Trace sighed and smiled back, but his expression was shaky, too close to weeping.
A man careered by on horseback, shouting something unintelligible, sending up a cloud of dust.
Monk stiffened. “Our best chance of getting Breeland is if we can find him in the battlefield and take him by force, as if we were Confederates capturing a Union officer. No one will think anything odd of it, and from the fancy dress party of uniforms you’ve got, no one will know who anybody else is anyway! You could probably be joined by ancient Greeks and Romans without causing a stir, from what I’ve seen. You’ve already got Scots with kilts, French Zouaves in every color of the rainbow, not to mention sashes around the waist and everything on their heads from a turban to a fez!”
“They were supposed to be in gray,” Trace said with a shake of his head. “And the Union in blue. God! What a mess! We’ll be shooting friends and foes alike.”

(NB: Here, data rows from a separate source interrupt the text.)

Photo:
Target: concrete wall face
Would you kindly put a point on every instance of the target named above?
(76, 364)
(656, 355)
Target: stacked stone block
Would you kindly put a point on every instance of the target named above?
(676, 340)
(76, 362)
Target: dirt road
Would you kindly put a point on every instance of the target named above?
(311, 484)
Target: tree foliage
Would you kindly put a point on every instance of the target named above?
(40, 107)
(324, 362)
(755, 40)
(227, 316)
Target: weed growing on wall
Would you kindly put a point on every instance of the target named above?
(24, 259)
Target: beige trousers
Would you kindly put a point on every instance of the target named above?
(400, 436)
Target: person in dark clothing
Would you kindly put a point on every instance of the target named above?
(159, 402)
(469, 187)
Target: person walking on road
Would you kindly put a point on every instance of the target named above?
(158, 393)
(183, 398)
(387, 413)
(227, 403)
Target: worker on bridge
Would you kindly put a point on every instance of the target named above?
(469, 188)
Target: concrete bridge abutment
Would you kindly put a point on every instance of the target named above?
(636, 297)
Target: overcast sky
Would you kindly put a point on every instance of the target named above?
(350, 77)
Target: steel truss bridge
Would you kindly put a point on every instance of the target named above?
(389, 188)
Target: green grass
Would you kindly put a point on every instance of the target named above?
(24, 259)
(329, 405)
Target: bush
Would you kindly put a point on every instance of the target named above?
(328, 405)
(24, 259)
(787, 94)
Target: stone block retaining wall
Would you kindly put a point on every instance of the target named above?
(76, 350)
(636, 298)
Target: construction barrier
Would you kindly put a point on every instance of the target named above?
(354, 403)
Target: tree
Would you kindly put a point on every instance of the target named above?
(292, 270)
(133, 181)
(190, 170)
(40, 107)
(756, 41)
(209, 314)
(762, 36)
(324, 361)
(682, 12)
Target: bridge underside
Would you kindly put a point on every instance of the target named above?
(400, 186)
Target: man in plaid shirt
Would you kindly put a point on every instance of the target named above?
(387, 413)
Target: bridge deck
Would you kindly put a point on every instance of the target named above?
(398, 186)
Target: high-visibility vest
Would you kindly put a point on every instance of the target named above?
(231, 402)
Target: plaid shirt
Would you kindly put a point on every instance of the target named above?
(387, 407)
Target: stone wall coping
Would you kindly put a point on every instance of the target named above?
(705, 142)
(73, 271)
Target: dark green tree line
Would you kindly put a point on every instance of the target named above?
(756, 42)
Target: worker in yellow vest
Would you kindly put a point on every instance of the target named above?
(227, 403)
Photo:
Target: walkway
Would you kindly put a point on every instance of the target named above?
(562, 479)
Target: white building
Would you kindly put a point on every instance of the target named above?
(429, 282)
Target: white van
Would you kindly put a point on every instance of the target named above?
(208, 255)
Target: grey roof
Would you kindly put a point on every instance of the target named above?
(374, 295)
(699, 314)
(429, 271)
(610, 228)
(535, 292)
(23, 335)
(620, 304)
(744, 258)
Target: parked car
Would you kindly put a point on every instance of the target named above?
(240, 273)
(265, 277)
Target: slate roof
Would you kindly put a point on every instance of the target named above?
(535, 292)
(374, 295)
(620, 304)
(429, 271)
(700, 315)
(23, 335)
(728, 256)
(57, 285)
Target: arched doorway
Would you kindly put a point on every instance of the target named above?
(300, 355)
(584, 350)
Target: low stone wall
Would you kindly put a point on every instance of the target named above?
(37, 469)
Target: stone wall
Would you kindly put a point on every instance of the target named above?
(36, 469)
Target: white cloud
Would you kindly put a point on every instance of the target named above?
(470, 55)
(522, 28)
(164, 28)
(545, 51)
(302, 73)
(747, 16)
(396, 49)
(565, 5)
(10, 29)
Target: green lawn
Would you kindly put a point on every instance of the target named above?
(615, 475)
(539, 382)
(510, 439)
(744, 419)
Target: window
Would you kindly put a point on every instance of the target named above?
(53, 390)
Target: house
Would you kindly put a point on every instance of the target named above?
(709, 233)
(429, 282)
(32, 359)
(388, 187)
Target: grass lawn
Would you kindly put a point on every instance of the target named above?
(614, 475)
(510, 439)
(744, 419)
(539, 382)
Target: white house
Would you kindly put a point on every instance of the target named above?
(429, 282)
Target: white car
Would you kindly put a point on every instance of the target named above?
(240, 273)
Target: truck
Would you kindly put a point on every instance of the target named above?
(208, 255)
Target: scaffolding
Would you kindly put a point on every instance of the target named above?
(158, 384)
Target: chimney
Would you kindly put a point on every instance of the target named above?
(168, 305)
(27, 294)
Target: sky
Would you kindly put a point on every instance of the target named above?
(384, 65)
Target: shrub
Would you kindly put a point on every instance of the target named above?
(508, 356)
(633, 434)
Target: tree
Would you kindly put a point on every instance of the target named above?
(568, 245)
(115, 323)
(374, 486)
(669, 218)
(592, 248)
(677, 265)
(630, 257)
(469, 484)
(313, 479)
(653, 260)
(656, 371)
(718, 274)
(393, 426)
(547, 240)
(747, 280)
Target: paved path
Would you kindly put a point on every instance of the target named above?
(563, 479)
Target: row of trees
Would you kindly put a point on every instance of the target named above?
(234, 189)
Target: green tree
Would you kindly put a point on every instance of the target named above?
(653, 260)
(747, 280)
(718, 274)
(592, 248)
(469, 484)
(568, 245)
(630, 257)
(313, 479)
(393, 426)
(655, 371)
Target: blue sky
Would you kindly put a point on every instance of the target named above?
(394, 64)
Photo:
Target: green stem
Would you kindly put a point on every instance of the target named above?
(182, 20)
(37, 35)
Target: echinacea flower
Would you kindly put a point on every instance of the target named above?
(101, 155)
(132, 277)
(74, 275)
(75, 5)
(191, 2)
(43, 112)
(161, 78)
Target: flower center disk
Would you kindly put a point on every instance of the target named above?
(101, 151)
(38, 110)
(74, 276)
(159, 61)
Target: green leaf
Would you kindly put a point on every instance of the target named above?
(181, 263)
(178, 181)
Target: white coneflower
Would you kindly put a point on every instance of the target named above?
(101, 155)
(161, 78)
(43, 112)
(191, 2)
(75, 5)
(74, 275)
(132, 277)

Monk wished desperately that he could offer any comfort. If it had been England fighting its own he would not know how to bear it. There was nothing good or hopeful to say, nothing to ease the terrible truth. To try would be to show that he did not understand-or worse, that he did not care.
They took horses-there were no more carts or carriages to be hired-and rode through the night towards Manassas, stopping only for a short while to rest. The knowledge of what lay ahead prevented anything but the most fitful sleep.